Don’t Pay Sticker Price For College

February 20, 2012 by staff 

Don’t Pay Sticker Price For College, Don’t be dissuaded by a college’s high sticker price. It’s a common mantra in the higher education community, given the vast array of financial aid options schools offer to admitted students to help pay for college.

Some schools make a concerted effort to keep their final prices within a student’s ability to pay, based on what’s formally known as your expected family contribution (EFC).
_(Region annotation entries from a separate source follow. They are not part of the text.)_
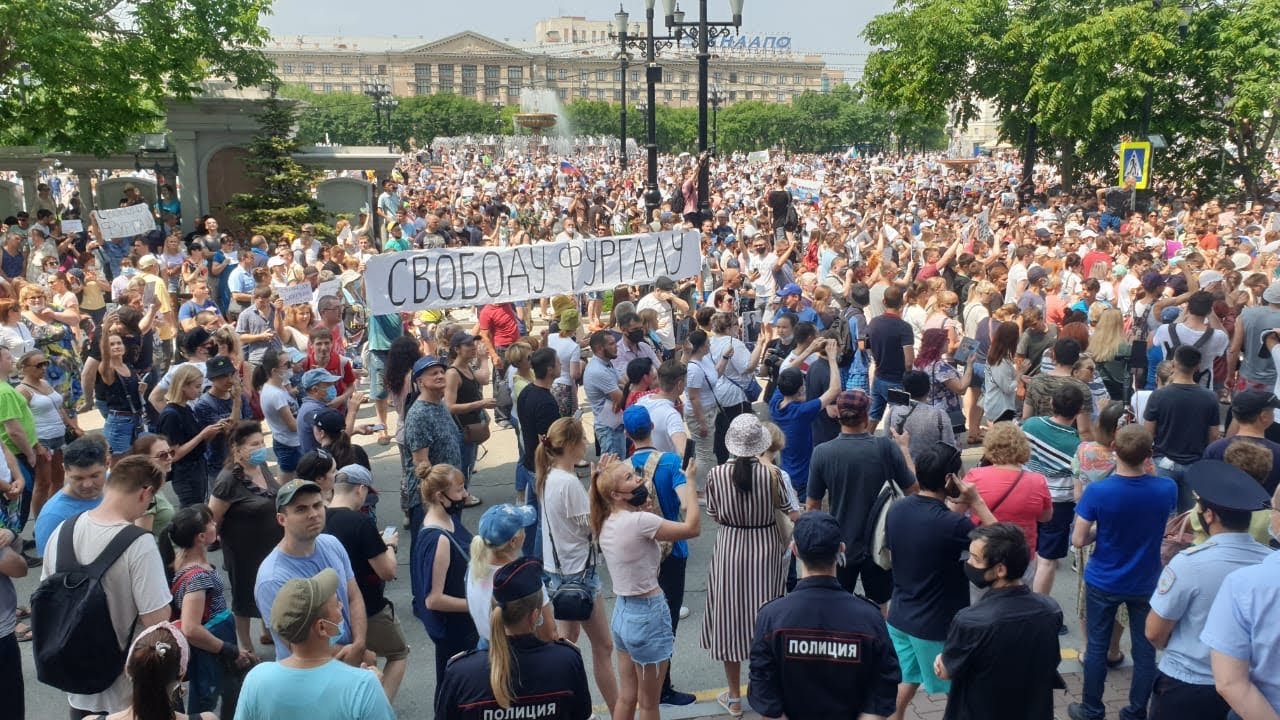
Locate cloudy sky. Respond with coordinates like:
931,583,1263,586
265,0,893,77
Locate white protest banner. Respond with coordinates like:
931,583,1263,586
93,205,156,240
365,231,701,310
276,283,311,305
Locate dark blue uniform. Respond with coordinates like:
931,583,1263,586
748,577,902,720
435,635,591,720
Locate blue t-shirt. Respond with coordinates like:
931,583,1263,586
631,447,689,557
1075,475,1178,597
253,534,360,655
36,491,102,557
769,389,822,492
236,661,396,720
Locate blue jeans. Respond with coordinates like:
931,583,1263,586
594,425,627,457
1083,584,1156,720
102,410,142,455
187,612,239,717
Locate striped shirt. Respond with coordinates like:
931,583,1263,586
1023,418,1080,502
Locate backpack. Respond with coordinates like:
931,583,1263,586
31,514,148,694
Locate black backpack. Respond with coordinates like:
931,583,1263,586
31,514,147,694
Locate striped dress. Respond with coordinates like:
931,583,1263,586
701,461,792,662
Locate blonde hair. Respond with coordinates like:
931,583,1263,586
534,418,586,497
164,365,205,405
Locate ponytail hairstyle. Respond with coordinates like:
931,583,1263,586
534,418,586,497
486,589,543,710
590,460,631,538
413,462,462,506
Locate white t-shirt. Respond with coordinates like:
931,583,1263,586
539,468,591,575
547,333,582,387
600,511,662,597
259,383,301,447
40,515,173,712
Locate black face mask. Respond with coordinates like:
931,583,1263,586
627,486,649,507
964,562,996,589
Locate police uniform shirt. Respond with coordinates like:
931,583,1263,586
1151,533,1271,685
1201,552,1280,708
748,577,902,720
435,635,591,720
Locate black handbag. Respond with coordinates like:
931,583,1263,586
547,517,595,623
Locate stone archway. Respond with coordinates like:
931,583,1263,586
205,147,257,235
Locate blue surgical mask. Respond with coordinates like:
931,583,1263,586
320,618,347,646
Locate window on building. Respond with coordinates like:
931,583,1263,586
462,65,476,97
413,63,431,95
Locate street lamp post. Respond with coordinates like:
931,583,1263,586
662,0,744,218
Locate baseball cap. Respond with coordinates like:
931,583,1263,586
205,355,236,379
493,557,543,607
411,355,444,380
622,405,653,436
836,389,872,420
271,568,338,643
791,510,841,560
334,465,374,488
275,479,320,512
778,368,804,395
476,502,538,547
302,368,342,391
1187,458,1275,512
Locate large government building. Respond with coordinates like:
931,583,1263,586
265,17,845,106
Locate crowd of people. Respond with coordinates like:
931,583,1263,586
0,141,1280,720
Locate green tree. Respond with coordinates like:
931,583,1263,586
0,0,273,155
228,83,326,237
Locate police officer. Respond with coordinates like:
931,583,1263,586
748,511,902,720
435,557,591,720
1147,460,1271,720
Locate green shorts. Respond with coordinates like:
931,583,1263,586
888,625,951,693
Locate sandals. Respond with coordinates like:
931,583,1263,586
716,691,742,720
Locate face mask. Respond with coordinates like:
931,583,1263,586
627,486,649,507
964,562,996,589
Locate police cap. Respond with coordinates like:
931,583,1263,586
1187,458,1271,512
Your EFC aims to estimate what your family can reasonably spend on one year of college, calculated using your family’s income, number of children, amount of assets, and more.

A minority of schools report to U.S. News that, on average, students who qualify for need-based aid won’t have to pay more than their calculated EFC.

Among 1,171 institutions that reported the statistic to U.S. News, 62 colleges claim to have met, on average, 100 percent of their admitted full-time undergraduate students’ financial need for fall 2010. That means the average gaps between a school’s total cost of attendance—tuition, fees, room and board, books, travel, and other expenses—and every student’s EFC was filled with some combination of aid.

It’s up to the schools to define what they use to meet students’ need. Some colleges may use subsidized loans to help make up the difference, for example, or will factor work-study funds into the calculations. (Both scenarios would shift some of the onus of the aid gap onto students.) Eligible students may also receive aid such as merit scholarships or federal grants.